Munich Re announced that earnings dropped in the last quarter of 2016 due to higher costs from storms and earthquakes. Nonetheless, the firm said that it was able to pay a higher dividend. The German firm closed 0.4 percent lower on Tuesday.

Housebuilders were moving higher this Tuesday on earnings. Bellway said that it sold 6.5 percent more homes in the six months to January compared to the same period a year ago. The British firm is expecting to deliver a 5 percent growth in volumes in the full fiscal year of 2017. Its shares closed up by more than 2 percent. Barratt Development and Taylor Wimpey were also higher on Tuesday.

UK rate hike on the horizon

Eurogroup President Jeroen Dijsselbloem expressed his surprise with the International Monetary Fund’s harsh comments concerning Greece. He indicated that the IMF report was outdated by recent economic strength in Athens and argued there were signs of some easing to Greece’s debt but much more was needed.

Bank of England policy maker Kristin Forbes said on Tuesday the time for the U.K. central bank to lift interest rates was on the horizon. Forbes argued the economy had outperformed gloomy predictions since Britain voted to leave the European Union and said she would consider voting for a rate hike to prevent inflation from rising too high.

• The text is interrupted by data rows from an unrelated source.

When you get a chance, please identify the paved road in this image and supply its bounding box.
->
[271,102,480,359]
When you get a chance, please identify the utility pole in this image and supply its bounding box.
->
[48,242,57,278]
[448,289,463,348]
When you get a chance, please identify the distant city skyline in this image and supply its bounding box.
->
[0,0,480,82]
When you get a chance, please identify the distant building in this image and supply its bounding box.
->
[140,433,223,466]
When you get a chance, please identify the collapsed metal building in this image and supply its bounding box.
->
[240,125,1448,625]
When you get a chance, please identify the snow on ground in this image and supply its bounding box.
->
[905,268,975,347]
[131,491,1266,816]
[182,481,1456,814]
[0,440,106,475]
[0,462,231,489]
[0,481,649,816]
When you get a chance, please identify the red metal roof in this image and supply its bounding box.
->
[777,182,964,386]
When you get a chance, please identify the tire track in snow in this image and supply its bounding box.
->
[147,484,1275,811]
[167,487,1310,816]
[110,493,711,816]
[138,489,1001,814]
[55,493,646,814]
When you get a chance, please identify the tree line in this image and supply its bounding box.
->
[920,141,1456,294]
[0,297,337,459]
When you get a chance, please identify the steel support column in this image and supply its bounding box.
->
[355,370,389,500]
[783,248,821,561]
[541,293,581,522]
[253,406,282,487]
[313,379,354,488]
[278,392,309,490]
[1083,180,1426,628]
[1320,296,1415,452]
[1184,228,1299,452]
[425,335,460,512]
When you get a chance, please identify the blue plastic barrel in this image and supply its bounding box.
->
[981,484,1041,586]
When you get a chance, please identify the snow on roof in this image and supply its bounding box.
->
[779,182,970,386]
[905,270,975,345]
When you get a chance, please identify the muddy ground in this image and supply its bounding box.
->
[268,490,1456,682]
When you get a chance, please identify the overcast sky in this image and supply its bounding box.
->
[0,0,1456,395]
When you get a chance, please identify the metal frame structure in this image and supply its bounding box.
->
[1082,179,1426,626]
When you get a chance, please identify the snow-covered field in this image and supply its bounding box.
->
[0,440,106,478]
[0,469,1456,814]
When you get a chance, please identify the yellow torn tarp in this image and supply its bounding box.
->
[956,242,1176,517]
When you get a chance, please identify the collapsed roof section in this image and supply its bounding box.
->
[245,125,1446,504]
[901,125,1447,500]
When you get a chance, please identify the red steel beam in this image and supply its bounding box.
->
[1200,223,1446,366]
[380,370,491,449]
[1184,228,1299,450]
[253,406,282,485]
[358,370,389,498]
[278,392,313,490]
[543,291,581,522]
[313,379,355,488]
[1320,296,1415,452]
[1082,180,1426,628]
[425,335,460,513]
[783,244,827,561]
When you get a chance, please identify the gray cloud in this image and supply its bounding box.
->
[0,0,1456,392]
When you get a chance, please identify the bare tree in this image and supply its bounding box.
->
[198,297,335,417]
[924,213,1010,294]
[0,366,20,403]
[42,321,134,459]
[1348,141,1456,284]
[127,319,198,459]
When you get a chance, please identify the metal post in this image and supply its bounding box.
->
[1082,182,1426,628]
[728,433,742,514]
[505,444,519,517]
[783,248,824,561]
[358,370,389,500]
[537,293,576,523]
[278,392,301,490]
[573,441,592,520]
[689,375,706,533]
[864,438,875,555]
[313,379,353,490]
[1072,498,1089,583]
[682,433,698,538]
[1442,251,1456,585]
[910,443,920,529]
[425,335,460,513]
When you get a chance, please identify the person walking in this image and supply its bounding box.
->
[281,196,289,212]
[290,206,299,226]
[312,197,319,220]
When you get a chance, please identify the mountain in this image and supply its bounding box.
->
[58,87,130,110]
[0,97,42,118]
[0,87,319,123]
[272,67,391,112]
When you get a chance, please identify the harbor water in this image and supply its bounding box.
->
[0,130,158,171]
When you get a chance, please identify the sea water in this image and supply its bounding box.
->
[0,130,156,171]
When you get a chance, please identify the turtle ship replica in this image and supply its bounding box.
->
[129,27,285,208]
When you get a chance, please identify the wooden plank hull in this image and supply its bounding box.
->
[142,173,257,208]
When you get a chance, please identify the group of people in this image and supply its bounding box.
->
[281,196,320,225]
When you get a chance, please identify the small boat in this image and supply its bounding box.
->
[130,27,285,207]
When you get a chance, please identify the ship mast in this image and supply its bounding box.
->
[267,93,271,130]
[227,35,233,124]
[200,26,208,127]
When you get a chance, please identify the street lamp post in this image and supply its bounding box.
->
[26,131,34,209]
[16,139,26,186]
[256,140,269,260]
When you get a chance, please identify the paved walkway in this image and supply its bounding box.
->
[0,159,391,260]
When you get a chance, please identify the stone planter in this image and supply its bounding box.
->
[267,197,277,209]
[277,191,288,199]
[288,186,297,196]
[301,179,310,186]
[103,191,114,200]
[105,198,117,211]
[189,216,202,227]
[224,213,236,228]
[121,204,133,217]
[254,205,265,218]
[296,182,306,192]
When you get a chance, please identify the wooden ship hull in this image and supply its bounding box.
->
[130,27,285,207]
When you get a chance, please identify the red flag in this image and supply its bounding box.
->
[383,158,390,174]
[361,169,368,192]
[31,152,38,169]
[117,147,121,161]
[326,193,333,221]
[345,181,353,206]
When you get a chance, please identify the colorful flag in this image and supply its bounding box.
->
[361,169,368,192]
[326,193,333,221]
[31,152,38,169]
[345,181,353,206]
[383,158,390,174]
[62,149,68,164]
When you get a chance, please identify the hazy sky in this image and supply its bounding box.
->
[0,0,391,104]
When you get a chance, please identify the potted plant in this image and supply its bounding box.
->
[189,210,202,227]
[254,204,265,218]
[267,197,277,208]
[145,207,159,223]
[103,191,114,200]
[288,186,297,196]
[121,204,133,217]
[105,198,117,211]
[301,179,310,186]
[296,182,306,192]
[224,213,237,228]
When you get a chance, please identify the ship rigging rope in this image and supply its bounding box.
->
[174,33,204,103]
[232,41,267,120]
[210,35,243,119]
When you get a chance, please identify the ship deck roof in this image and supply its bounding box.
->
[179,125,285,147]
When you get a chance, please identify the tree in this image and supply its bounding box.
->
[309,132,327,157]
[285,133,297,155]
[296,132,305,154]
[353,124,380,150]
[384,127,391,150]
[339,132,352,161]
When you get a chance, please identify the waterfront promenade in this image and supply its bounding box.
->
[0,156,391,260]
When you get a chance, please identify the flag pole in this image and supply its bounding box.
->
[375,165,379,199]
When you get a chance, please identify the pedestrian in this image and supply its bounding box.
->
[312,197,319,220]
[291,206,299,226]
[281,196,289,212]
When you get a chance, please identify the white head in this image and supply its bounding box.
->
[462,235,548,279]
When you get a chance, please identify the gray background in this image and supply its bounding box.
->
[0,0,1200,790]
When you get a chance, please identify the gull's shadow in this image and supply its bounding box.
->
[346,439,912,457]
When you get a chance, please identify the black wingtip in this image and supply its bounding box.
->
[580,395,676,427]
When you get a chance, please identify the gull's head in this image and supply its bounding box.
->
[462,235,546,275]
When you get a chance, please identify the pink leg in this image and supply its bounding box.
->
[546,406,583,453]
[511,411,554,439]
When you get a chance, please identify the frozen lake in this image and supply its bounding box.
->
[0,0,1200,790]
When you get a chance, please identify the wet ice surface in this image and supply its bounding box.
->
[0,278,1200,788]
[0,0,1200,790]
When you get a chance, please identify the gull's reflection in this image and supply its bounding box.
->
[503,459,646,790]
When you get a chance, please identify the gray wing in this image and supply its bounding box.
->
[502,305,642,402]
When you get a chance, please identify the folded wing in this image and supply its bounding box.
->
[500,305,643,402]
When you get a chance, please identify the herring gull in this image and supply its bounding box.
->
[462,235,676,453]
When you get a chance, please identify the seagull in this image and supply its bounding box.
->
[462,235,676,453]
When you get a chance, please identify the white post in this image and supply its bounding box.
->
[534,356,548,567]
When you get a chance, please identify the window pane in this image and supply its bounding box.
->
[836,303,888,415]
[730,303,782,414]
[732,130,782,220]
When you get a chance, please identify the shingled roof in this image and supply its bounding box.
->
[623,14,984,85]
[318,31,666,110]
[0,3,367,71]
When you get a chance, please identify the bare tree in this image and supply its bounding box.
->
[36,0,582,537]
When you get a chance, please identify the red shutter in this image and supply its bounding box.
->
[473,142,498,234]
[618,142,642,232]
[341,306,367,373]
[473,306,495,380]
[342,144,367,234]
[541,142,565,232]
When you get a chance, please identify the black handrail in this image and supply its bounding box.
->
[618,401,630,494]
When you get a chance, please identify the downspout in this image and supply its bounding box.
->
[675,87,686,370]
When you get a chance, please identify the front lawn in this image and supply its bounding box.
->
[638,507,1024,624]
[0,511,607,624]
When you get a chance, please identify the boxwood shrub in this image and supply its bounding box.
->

Meanwhile, the Halifax House Price Index showed Tuesday the first drop in British house prices since the Brexit vote. According to the mortgage lender, the drop of 0.9 percent in January is the latest sign of a slowing in the housing market.

Investors are showing some signs of concern with the uncertainty of the global political landscape. The demand for gold continues to rise with prices close to a three-month high on Monday and the Japanese yen is higher against the dollar and the euro.

Oil prices fell Tuesday as lower production by OPEC and other exporters was undermined by growing evidence of a revival in U.S. shale production and sluggish demand, Reuters reported.

Brent crude traded at around $54.85 a barrel on Tuesday shortly after the European close, down 1.56 percent, while U.S. crude was around $51.99 a barrel, down 1.92 percent.

In terms of data, the British Retail Consortium said Tuesday that U. K. consumers cut back on spending last month as inflation concerns started to mount. Germany’s industrial output data fell in December by 3 percent – the highest drop in 8 years. This was mainly driven by a decrease in manufacturing output.